政府は福島第一原子力発電所の廃炉・賠償・除染に必要な22兆円の資金を確保するため、東京電力に火力発電・原子力発電・送配電事業を他社と統合して競争力を高めるように強く求めた。電力市場の自由化と再生可能エネルギーの導入を推進するうえでも電力会社の再編・統合が欠かせなくなった。
福島第一原子力発電所(略称:1F)の事故に対処するため、3カ月にわたって東京電力の改革案を検討してきた「東京電力改革・1F問題委員会」が12月20日に提言をまとめた(図1)。総額22兆円にのぼる廃炉・賠償・除染費用の資金確保のほかに、東京電力をはじめ電力会社が固執する旧来の事業構造の抜本的な改革を求めた点は注目に値する。
改革案では東京電力に対して、送配電事業と原子力事業の統合を目指すように促した。国内の電力市場が縮小を続ける中で、再生可能エネルギーの導入拡大に向けて送配電ネットワークの増強が不可欠になっている。送配電・原子力ともに最先端の技術と莫大な投資を必要とすることから、「個社での対応のみでは展望は開けない」と指摘した(図2)。
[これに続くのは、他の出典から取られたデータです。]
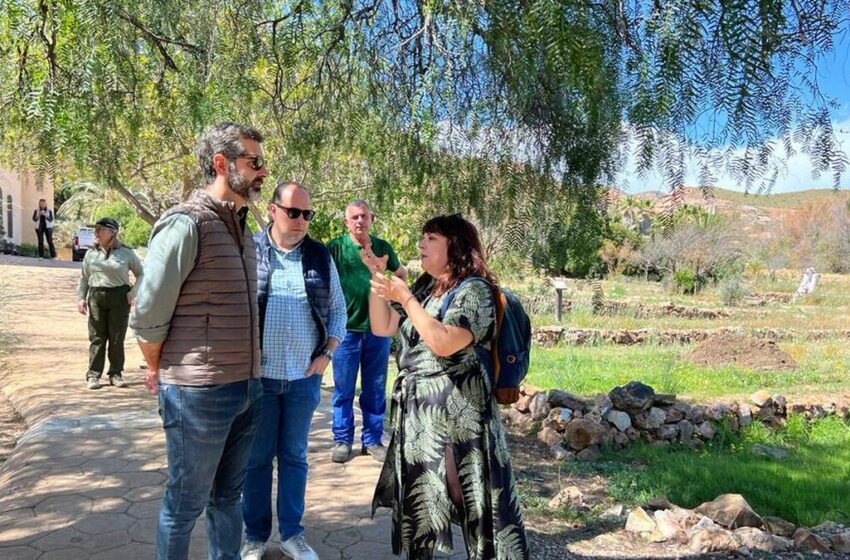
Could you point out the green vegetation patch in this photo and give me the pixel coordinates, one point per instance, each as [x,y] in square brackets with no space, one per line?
[587,370]
[809,486]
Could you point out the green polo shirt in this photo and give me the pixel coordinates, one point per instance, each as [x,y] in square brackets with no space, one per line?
[354,276]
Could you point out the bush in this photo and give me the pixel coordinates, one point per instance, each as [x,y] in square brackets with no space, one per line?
[29,250]
[732,290]
[686,281]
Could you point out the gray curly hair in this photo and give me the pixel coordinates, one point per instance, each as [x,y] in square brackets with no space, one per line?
[223,138]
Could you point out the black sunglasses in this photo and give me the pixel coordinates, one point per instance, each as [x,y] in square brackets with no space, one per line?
[293,213]
[257,161]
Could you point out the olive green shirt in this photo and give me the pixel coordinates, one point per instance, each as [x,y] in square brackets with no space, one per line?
[109,269]
[355,277]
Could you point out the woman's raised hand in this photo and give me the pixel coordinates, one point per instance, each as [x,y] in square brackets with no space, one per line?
[390,289]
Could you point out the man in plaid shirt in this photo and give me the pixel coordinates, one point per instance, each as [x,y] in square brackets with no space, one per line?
[302,321]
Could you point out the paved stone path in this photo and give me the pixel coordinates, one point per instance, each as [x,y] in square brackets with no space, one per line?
[86,479]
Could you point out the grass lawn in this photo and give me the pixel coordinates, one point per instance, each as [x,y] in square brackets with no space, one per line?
[587,370]
[810,486]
東京電力は火力発電事業では中部電力と合弁で2015年4月に「JERA(ジェラ)」を設立して、燃料調達と火力発電の新設・リプレースを共同で実施している(図3)。残る既存の火力発電の統合については2017年の春に判断することになっているが、改革案では「完全統合は必要不可欠である」と断定した。
もはや東京電力と中部電力の火力発電事業の全体をJERAに統合する方向は決まったと言ってよい。JERAが2030年までに新設・リプレースする予定の火力発電設備1200万kW(キロワット)に加えて、2社を合わせて6700万kWにのぼる既存の火力発電設備を所有する世界最大の火力発電会社が誕生することになる。
JERAはLNG(液化天然ガス)の調達量でも世界最大の規模を誇るほか、海外の発電事業を現在の600万kWから2030年には2000万kWへ3倍以上に拡大する成長戦略を掲げている(図4)。LNGを長期にわたって大量に調達できる能力を備えることで、2017年4月から始まるガスの小売全面自由化でも東京電力と中部電力は価格競争力を発揮してシェアを伸ばせる。
送配電事業と原子力事業もJERAと同じように他の電力会社と統合して競争力を高めることができれば、次のステップとして海外市場に進出できる可能性が開けてくる。東京電力は送配電や原子力発電の事業統合を目指して、他社から共同事業体の提案を受け付ける公募を2017年度に実施する予定だ。